Many of the men in the new VF-15 Fighter Squadron had three things in common: a love of flying and the desperate desire to fly fighters in combat. That’s where the third and most frustrating similarity came in–they were assigned to non-flying duties. Some were so desperate to fly fighters that they went north and joined the Royal Canadian Air Force.

Dave McCampbell knew their frustration well. He graduated from the Naval Academy in 1933 and was honorably discharged because congress had limited commissions that year. He tried the Army Air Corps, but was denied for hyperphoria, which made the vision in his right eye slant upward. He was four years out of Annapolis before he managed to get into flight school, then served two years with VF-4 on Ranger before transferring to the newly commissioned USS Wasp in 1940. By 1942, McCampbell was senior landing signal officer (LSO) on Wasp.

He kept making requests to return to fleet aviation. Finally at 33, nearing the upper age limit for a Navy fighter pilot during the war, McCampbell’s persistence paid off and he was sent to New Jersey to form and command VF-15.

The Fighting Fifteenth, also known as “Satan’s Playmates” and the “Fighting Aces,” had a rough start in training and with their first carrier assignment, but they would go on to be responsible for taking down more enemy aircraft—310 in the air and 348 on the ground—during WWII than any other squadron in the U.S. Military.

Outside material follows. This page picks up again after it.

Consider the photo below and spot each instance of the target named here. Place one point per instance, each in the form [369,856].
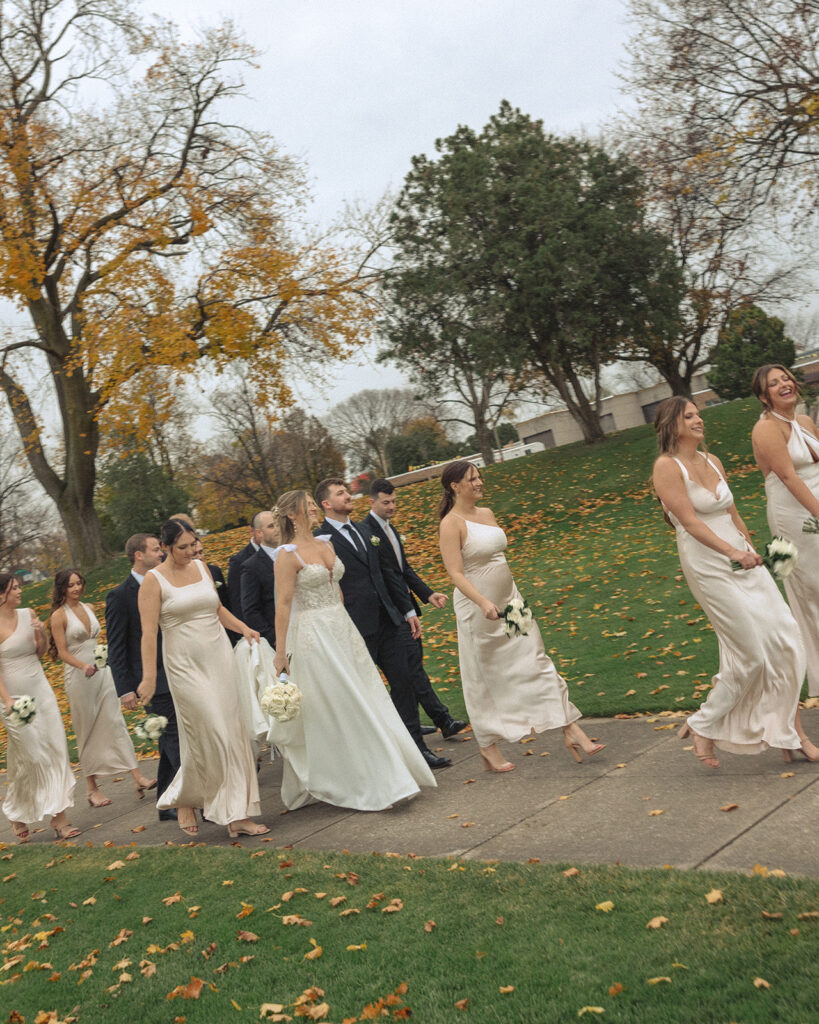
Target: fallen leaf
[189,991]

Flying Grumman F6F Hellcats off of the carrier USS Essex, more than 26 pilots from the Fifteenth became aces and McCampbell led them all, becoming Navy’s “ace of aces” with 34 kills, third among all Americans during the war.

They participated in the Battle of the Philippine Sea and Battle of Leyte Gulf, and conducted strikes on the Marianas, Iwo Jima, Taiwan, and Okinawa. On October 24, 1944, in the Battle of Leyte Gulf, McCampbell would shoot down nine enemy aircraft.

Fighting Fifteen: The Navy’s Top Ace and the Deadliest Hellcat Squadron of the Pacific War (Stephen L. Moore, Dutton Caliber (PenguinRandomHouse), New York, NY, 432 pp., Nov. 18, 2025 $35 HC) includes a roster of all the Fighting Fifteen pilots deployed on the USS Essex, a list of the top-scoring pilots, a glossary, notes, bibliography and index.

This is a must-read for military buffs and anyone who wants to know what these young men went through to get into the cockpit and finally make their way across the far Pacific to put their lives on the line for their country.

Based on numerous first-hand accounts and interviews, Moore’s narrative of the tragedy and triumph of these fliers proves him to be a masterful storyteller.